Ah, Hollywood Scientists… Always poking into things man was not mean to. And it’s no spoiler to say that you are the monster, that your goal is to escape in order to eat the world, and I am very down for that.

See these guys? They’re fucked.

Carrion, essentially, is a metroidvania (That sort of game where you move around a world, unlocking abilities, solving puzzles, and opening doors to progress) in which you are a wriggling, tentacular mass of teeth and animal hate, able to eat people, throw things (and people around), and later, do all sorts of nasty things to people. But that is spoilers, even if the ending…

Look, what are you going to expect when you have a potentially world eating monster, and that monster is the protagonist? You’ve got a 50/50 shot, I reckon, of being completely right. Especially if you’ve watched movies like Invasion of the Bodysnatchers or, pertinently, John Carpenter’s The Thing (the original, not the prequel.)

This guy? Not going to have a good time. In fact, they’re fucked. Although sadly inedible.

Aesthetically… Damn… The whipping, whistling noises of your tentacular body, the screams, the growls, the dark, brooding music (that spikes into sharp stings or combat music, depending)… If there was something I could point at and say “This was done most excellently, it would be the soundscape.
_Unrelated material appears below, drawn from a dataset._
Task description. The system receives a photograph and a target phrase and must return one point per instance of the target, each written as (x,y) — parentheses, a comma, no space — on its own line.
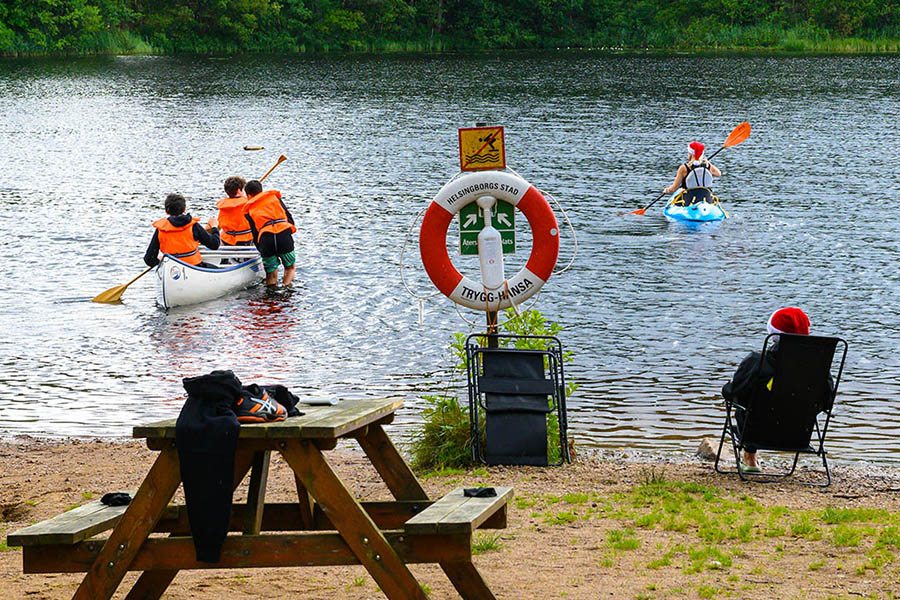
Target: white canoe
(181,284)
Visually, it’s fairly clear, and you learn very quickly what items do, even if the map… Is nonexistent. The pixel characters aren’t characterful, per se, although they have differing looks… But that’s fine, because they’re prey.

Well, most of them are. Once you get into the late game, encounters become more deadly. You have more tools to deal with them, but just being a hammer made of tentacles, spikes, and death doesn’t quite cut it. You have to act smart. And the puzzles require you to use all three of your mass levels, each with differing powers available, to get through.

These folks, being unarmed, are especially fucked. But their bodies are a good backup in case you need to replenish health without saving.

It’s a pleasure then, to see mouse controls that are responsive.

As to the story, well… It’s all shown and not told, it isn’t terribly complex, but it works. People may well critique it for being short, or the lack of map confusing them… But the checkpoint saves are fair, the aesthetic overall is brutal, bloody, and brooding, and… Yeah, I do love me a game with a villain protagonist, a monster counts, it’s tightly designed, and I’d rather that over a 120 hour game, 80 (at best) of which is padding. Recommended.

Does anyone else remember how creepy the whipping, whistling noises the Thing made during the dog scene? Yeah, you probably do. It was awesome!